Когда лошадиный овод кладет яйца на ногах или у лопаток лошади, он как будто бы знает, что его личинка разовьется в желудке лошади, которая переносит ее зародыш, вылизывая себя, в свой пищевод. Когда некоторые перепончатокрылые (парализаторы) поражают свою жертву как раз в тех местах, где находятся нервные центры, не убивая ее, а только делая неподвижной, то они действуют, как ученый энтомолог и вместе с тем как ловкий хирург. В особенности же поучителен маленький навозный жук, о котором рассказывают столько историй. Этот жук кладет яйца у входа в подземную галерею, вырываемую одним видом пчел, антофорами. Личинка жука очень долго подстерегает самца антофора при выходе из галереи, садится на него и сидит до «свадебного полета»; во время этого полета она улучает момент, чтобы перебраться с самца на самку, и затем спокойно ожидает, пока та снесет яйца.

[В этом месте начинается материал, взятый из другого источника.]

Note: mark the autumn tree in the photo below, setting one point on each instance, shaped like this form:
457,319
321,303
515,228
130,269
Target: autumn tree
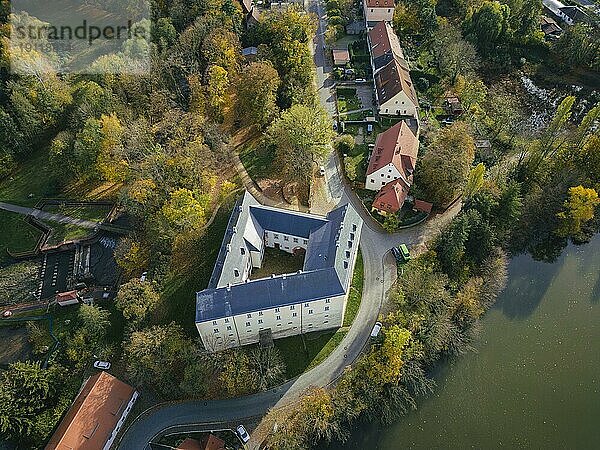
455,56
135,299
156,357
447,164
579,208
26,390
302,138
475,181
487,27
90,337
183,211
257,94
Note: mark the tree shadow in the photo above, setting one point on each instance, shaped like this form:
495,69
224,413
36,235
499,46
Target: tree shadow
528,281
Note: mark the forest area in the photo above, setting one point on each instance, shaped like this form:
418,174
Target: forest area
534,190
160,144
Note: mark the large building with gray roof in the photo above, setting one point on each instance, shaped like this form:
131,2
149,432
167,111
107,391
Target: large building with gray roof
235,310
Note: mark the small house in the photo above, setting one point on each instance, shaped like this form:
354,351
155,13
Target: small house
67,298
341,57
453,106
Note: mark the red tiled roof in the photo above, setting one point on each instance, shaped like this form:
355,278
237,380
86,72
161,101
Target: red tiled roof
382,40
341,56
421,205
391,197
393,79
211,442
64,296
397,145
380,3
94,414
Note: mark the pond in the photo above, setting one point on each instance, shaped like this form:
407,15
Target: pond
534,381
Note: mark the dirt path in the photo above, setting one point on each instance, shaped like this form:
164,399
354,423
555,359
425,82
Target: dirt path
43,215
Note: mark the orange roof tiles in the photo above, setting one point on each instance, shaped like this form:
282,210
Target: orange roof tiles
397,145
380,3
383,40
94,414
391,197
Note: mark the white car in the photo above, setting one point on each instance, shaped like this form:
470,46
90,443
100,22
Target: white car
102,365
376,329
242,433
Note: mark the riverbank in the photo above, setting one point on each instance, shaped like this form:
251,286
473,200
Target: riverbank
533,380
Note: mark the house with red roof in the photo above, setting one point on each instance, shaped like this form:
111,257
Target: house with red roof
378,10
391,167
394,89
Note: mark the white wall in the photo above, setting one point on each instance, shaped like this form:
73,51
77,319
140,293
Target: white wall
382,176
399,104
286,242
378,14
243,329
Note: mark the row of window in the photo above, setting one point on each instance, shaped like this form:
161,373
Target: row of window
216,330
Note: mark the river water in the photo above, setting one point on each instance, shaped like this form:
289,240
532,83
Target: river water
534,381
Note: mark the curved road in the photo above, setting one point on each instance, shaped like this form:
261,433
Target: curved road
380,273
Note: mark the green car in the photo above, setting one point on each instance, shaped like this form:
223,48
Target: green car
404,252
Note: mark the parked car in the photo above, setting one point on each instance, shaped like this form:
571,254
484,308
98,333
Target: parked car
404,251
102,365
376,329
242,433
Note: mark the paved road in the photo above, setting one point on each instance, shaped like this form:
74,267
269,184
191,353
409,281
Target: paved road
43,215
380,273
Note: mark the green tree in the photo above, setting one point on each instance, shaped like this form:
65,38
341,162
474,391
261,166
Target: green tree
579,46
447,163
302,138
26,390
391,223
475,181
488,28
455,56
257,94
183,211
156,357
216,90
578,209
267,367
136,299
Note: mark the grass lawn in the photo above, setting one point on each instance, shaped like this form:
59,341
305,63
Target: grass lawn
278,262
303,352
16,235
258,160
356,288
347,99
178,302
63,232
31,177
95,213
298,352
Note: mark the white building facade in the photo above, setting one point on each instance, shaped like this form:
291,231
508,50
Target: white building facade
378,10
234,310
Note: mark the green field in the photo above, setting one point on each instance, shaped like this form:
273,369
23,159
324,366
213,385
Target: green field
178,302
16,236
258,160
303,352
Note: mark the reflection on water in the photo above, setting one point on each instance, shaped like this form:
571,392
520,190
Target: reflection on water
534,381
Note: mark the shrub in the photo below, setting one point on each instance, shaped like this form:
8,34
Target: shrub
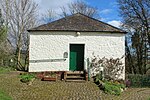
26,77
112,89
5,69
98,77
112,68
4,96
138,80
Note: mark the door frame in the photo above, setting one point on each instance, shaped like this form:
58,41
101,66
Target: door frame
71,43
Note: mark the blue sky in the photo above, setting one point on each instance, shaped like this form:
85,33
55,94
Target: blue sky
108,9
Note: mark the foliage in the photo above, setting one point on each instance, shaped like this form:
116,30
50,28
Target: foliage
98,77
112,89
26,77
50,74
4,96
136,21
5,69
113,68
138,80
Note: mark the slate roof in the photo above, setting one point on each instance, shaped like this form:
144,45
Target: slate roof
78,22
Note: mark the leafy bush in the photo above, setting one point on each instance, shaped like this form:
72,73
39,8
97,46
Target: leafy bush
138,80
112,68
4,96
5,69
26,77
112,89
98,77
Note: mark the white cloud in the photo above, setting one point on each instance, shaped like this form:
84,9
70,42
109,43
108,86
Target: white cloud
105,11
55,5
115,23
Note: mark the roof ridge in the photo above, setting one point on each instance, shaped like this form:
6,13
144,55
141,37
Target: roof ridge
78,22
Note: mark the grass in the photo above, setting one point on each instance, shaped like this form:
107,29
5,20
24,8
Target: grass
5,70
4,96
45,90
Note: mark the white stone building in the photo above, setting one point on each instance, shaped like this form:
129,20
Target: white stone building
67,43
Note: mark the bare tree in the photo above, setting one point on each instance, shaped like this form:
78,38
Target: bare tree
49,16
20,15
136,18
80,7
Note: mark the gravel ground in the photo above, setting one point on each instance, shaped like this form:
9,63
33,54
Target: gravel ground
44,90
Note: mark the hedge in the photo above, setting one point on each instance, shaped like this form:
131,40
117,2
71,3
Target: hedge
138,80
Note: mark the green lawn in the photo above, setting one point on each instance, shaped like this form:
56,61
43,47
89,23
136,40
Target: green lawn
11,87
4,96
5,70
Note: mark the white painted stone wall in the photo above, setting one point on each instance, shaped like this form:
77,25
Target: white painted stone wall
46,46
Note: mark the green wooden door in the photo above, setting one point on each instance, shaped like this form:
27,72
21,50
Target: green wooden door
76,57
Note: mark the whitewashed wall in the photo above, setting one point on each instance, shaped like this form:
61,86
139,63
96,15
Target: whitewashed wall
46,46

Тогда она перебирается на яйцо, служащее ей опорой среди меда, в несколько дней съедает яйцо и устраивается в его скорлупе, где и подвергается первому превращению. Устроившись так, чтобы двигаться среди меда, она питается им и превращается в куколку и, наконец, в настоящее насекомое. Все происходит таким образом, как будто бы личинка навозного жука с момента своего появления на свет уже знает, что самец антофоры первый выйдет из галереи, что во время свадебного полета она сумеет перебраться на самку, что эта последняя проведет ее в свою кладовую, где она будет питаться во время превращений, что она понемногу съест яйцо антофоры ради питания и поддержания себя на поверхности меда, а также для уничтожения соперника, который вышел бы из яйца. Все происходит здесь так, как будто жуку заранее известно, что его личинка будет знать все это. Если здесь и можно говорить о познании, то только как о намеке. Оно выражается во внешних точных действиях, а не обращается вовнутрь, в сознание. И все же поведение насекомого указывает на представление об определенных вещах, существующих и происходящих в определенных точках пространства и времени, известных насекомому без предварительного познавания их.
Если мы рассмотрим теперь с той же точки зрения наш интеллект, мы найдем, что и он знает некоторые вещи без предварительного познавания их. Но это знание совсем иного порядка. Мы не будем возобновлять здесь старый спор философов относительно врожденных идей. Мы укажем только пункт, относительно которого все согласны, а именно, что ребенок непосредственно понимает вещи, которые совершенно недоступны животному, так что в этом смысле интеллект, как и инстинкт, представляет наследственную, следовательно, врожденную функцию. Но этот врожденный интеллект, будучи способностью познавать, однако не знает в отдельности никакого определенного предмета. Когда новорожденный ищет в первый раз грудь кормилицы, показывая тем самым, что он имеет знание (разумеется, бессознательное) о никогда не виденной им вещи, в этих случаях говорят, что так как врожденное знание представляет здесь знание об определенном предмете, то дело идет не об интеллекте, а об инстинкте. Интеллект не приносит врожденных знаний о каком-либо предмете. Но раз он ничего не знает от природы, значит в нем нет ничего врожденного. Что же тогда он может знать, если он не знает никаких вещей?
Но рядом с вещами существуют отношения. Новорожденный ребенок не знает, в смысле сознательного знания, ни определенных предметов, ни определенных свойств какого-либо предмета; но в один прекрасный день, когда при нем применят эпитет по отношению к какому-нибудь существительному, он тотчас же понимает, что это значит. Он от природы понимает отношение определения к подлежащему. То же можно сказать о всеобщем соотношении, выражаемом глаголом; оно так непосредственно понятно уму, что язык прямо подразумевает его, как это бывает в первобытных языках, не имеющих глаголов. Точно так же интеллект от природы применяет отношение между равными величинами, между содержащим и содержимым, причиной и следствием и так далее; все это заключается в каждом предложении, где есть подлежащее, определение и глагол, явный или подразумеваемый. Можно ли, однако, сказать, что интеллект имеет врожденное знание каждого из этих отношений в отдельности? Дело логики установить, являются ли эти отношения неразложимыми или их можно разложить на еще более общие отношения. Но как бы мы ни производили анализ нашей мысли, мы всегда придем к одной или нескольким всеобщим категориям, знание которых врожденно уму, ибо он от природы употребляет их. Итак, рассматривая познание, прирожденное инстинкту и интеллекту, мы найдем, что познание, прирожденное инстинкту, относится к вещам, а прирожденное интеллекту – к отношениям.